As anyone who has moderated or even just browsed a Facebook page knows, the comments section on public posts is usually a cesspool of hatred, bigotry, spam, and irrelevance. Even by the (low) standards of the internet, Facebook comments are famously awful. And bad comments aren’t only unpleasant to read, they can also actually reduce the credibility of the content they are commenting on.

Now Facebook is introducing a new comment ranking system to attempt to tackle this problem. Comments on public posts made by Pages or people with many followers will be ranked, with the aim of showing the most relevant and highest quality comments at the top. To determine the quality of comments, Facebook will use data from four metrics:

  • Integrity signals, so comments which are against the Facebook community standards or which are click-baity or deliberately provocative will be ranked lower,
  • User surveys about comments, in which users can express opinions about what kind of content they do find useful in a comment,
  • Comment interactions, so comments that are liked, reacted to, and replied to are ranked higher, and
  • Poster controls, so the original poster of the content can hide or delete bad comments to rank them lower and engage with good comments to rank them higher.

This is far from the first time Facebook has tried to address the quality of comments. From new visual designs for comments to emoji comment reactions, the company has tried to improve the appearance of comment sections before. And an experiment with downvoting was an attempt to raise the quality of comments as well as their look.

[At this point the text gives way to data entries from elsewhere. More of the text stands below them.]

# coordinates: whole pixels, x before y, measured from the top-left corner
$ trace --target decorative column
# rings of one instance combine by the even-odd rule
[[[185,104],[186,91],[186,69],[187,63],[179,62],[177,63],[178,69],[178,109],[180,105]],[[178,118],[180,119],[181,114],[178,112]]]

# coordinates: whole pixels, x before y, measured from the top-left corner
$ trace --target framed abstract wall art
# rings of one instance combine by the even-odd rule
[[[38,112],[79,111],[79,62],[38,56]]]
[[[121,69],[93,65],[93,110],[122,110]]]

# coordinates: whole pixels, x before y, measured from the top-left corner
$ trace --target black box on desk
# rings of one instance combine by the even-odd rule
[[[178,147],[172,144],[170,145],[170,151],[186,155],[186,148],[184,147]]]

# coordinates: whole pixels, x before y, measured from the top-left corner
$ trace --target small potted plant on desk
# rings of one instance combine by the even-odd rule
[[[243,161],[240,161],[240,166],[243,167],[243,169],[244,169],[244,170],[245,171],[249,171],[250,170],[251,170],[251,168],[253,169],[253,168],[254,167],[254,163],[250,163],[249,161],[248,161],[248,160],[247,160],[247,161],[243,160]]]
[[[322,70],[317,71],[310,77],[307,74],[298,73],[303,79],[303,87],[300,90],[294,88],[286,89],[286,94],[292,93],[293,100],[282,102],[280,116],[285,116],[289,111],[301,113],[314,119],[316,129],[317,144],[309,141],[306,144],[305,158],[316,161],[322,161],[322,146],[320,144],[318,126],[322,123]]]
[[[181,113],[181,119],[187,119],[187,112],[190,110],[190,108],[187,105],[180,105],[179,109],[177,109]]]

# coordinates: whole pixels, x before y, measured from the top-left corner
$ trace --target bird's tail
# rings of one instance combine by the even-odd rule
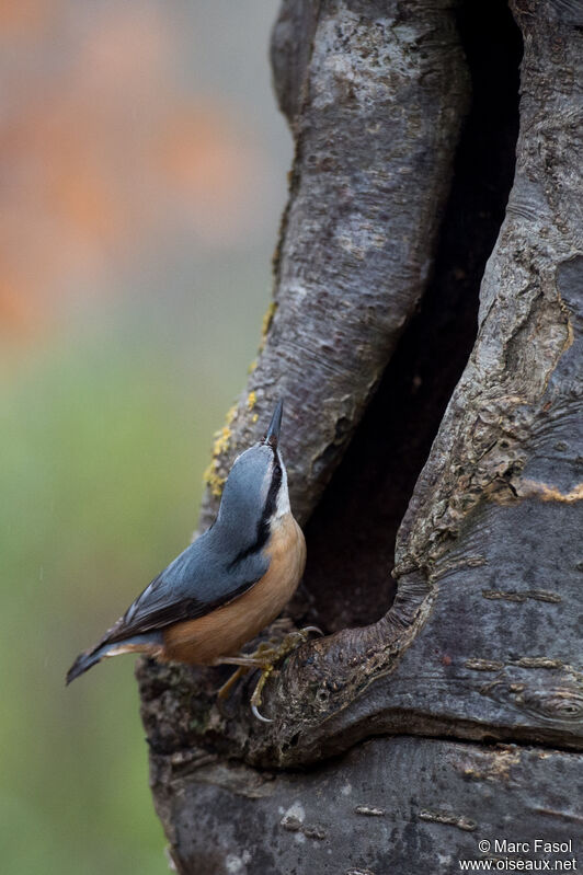
[[[67,684],[83,675],[92,666],[101,663],[107,656],[119,656],[124,653],[146,653],[159,656],[162,649],[162,635],[160,632],[150,632],[147,635],[133,635],[125,641],[101,642],[92,651],[79,654],[70,669],[67,671]]]

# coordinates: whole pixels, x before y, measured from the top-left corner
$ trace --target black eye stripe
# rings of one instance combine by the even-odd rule
[[[263,506],[263,513],[261,515],[261,520],[258,523],[256,536],[255,540],[250,546],[242,550],[229,564],[229,568],[233,568],[241,560],[247,559],[252,553],[259,553],[259,551],[267,543],[267,539],[270,537],[270,519],[275,513],[275,508],[277,506],[277,493],[279,492],[279,486],[282,485],[283,480],[283,471],[282,465],[275,456],[273,471],[272,471],[272,482],[270,483],[270,488],[267,491],[267,497],[265,499],[265,505]]]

But the problem with comments may run deeper than something a few cosmetic improvements or ranking algorithms can fix. Facebook has shown itself to be woefully inadequate to the task of moderating content on its platform, with hate speech being allowed to proliferate and fake news spreading like wildfire. The company has been hiring more human moderators but still tends to rely on A.I. for the majority of its moderation, and there are many types of negative content that A.I. can’t catch as it lacks understanding of social context.